Dead links? I verified that every links were working. Minato ku (talk) 11:00, 28 November 2015 (UTC)
You obviously did not check those links, as even now they're showing 'ref error' (multiple references) errors. THEPROMENADER   11:20, 28 November 2015 (UTC)
Then correct those details. There was no call to revert the whole thing to its pre-GA-drive state, you reverted the work of many contributors. THEPROMENADER   11:20, 28 November 2015 (UTC)

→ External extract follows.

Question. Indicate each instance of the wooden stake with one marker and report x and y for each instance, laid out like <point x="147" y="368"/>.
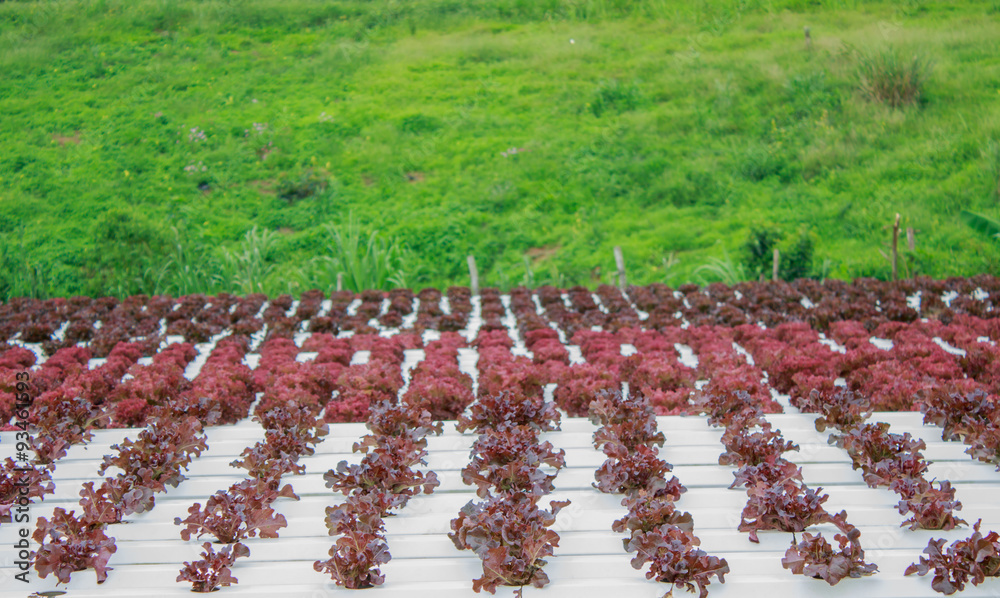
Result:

I'll update the air traffic table soon. Didn't have time yesterday. I have a life besides Wikipedia you know. Der Statistiker (talk) 13:45, 28 November 2015 (UTC)
And ThePromenader, can you point out exactly what important and non-outdated information Minato ku removed from the section? If there is any, it should be added back in the article of course. Der Statistiker (talk) 14:08, 28 November 2015 (UTC)

Again, don't distract (and can't Minato ku answer for themselves?) : Minato ku reverted to a version from over a year ago without providing any reasonable explanation why. The burden of justification is on the person who did that, and 'outdated numbers' is an explanation for an update, but not a total revert, let alone a revert to that version in particular (and its outdated numbers!). THEPROMENADER   14:54, 28 November 2015 (UTC)
My explanation is the more accurate information of this version. Note that no information was lost, on the contrary the transportation section is more complete now.
It does not matter to have two years old air traffic passengers figures, the date is written so people understand that it is the data of 2013 (the most recent figures would be of 2014 anyway). The issue is more about the wrong number of lines, fanciful metro ridership... Minato ku (talk) 15:37, 28 November 2015 (UTC)
That explation is... ambiguity at best. "Just because I want to" isn't a reason to revert other people's work, of course it 'matters' (and especially when the reverted-to version is even worse and has errors). We all know what went on here, I just decided to give you a chance to explain, all the same. THEPROMENADER   22:59, 28 November 2015 (UTC)

That said, I'll be putting this section back into its pre-revert state later today, of course adding the new tram line information (and any other numbers that have been updated since the revert). From here on, if there is anything more than a few phrases you'd like to change or remove, you talk about it here, first. That, too, I'll be outlining later today. THEPROMENADER   04:39, 29 November 2015 (UTC)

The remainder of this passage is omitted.